Apesar de não ser mais tão presente no português atual, o tupi deixou grandes e profundas marcas em nossa língua, topônimos que são usados até hoje: o nome dado a pequena rã típica do Brasil é perereca, esse nome provem do verbo “pererek” que eu tupi antigo significa pular.

       


          A influência deixada pelos negros também foi grande, porém essa influencia aborda muito o lado cultural, além do lado linguístico. Na visão do linguista americano Gregory R. Guy, houve realmente um falar crioulo no Brasil, mas essa fala foi baseada no vocabulário português, mas com grande simplificação gramatical. Essa fala se originou no sec. XVII, pois foi uma época com grande fluxo (forçado) de africanos, para trabalharem como escravos aqui no Brasil.

            Essa teoria de Gregory R. Guy é muito contestada aqui no Brasil, pois diferentemente dos negros que foram para os EUA, os escravos brasileiros já haviam tido um primeiro contato com a língua portuguesa, e já estavam familiarizados com a mesma.

            Uma teoria mais favorável a nossa realidade é a de Emilio Bonvini, que defende que os vocábulos de origem africana presentes no português do Brasil provêm de uma necessidade de suprir a falta de expressão para uma determinada ação ou objeto. O nome dado por Emilio para esse fenômeno é o de “empréstimo linguístico”.



         No Brasil dessa época, não foram criadas nem universidades, nem imprensa escrita, uma grande diferença, se comparada às colônias espanholas americanas, onde a Espanha tratou de criar universidades.  Como consequência a essa falta de incentivo, surge no Brasil um fenômeno chamado de diglossia, que é uma espécie de bilinguismo social, onde a parte a elite da população falava um português diferente do usado na comunicação popular, é importante lembrarmos também que apenas a já citada elite, tinha acesso à escrita e a transmissão escolar.

         Esse “bilinguismo” é resultado de um contato muitas vezes forçado, de populações falantes de línguas bastante diferentes, por isso a comunicação dos escravos, dos povos indígenas assimilados a sociedade colonial, e a da população rural pobre era recheada de mesclas linguísticas e de variação.

         Em São Paulo, com a presença dos bandeirantes, índios nativos e portugueses surgiu uma população mestiça cuja língua materna era o tupi das mães e também o português do pai . Falava-se correntemente a língua original indígena e apenas o marido e, a partir de certa idade, os filhos falavam português. Por muito mais de cem anos a língua geral foi a língua dos paulistas.

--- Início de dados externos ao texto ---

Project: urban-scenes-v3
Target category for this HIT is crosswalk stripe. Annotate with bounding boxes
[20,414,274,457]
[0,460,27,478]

         Com a independência  política de 1822, começam a surgir no Brasil sentimentos antilusitanos e nacionalistas. E foi em meio a esse contraditório conjunto de valores que se desenvolveu a nossa literatura indianista, que buscava criar um sentimento nacionalista através do nosso “passado americano” com raízes indígenas. Mesmo com toda essa valorização do passado americano, porém a língua geral há muito já havia sido perdida.



Bibliografia:

RODRIGUES, Aryon Dall'Igna. As línguas gerais sul-americanas. PAPIA: Revista Brasileira de Estudos Crioulos e Similares, São Paulo, 1996.

BEARZOTI, Filho Paulo. A formação linguística do Brasil. Nova Didática editora, Curitiba, 2002.

NAVARRO, Eduardo de Almeida. Método moderno de tupi antigo. Globo, São Paulo, 2006.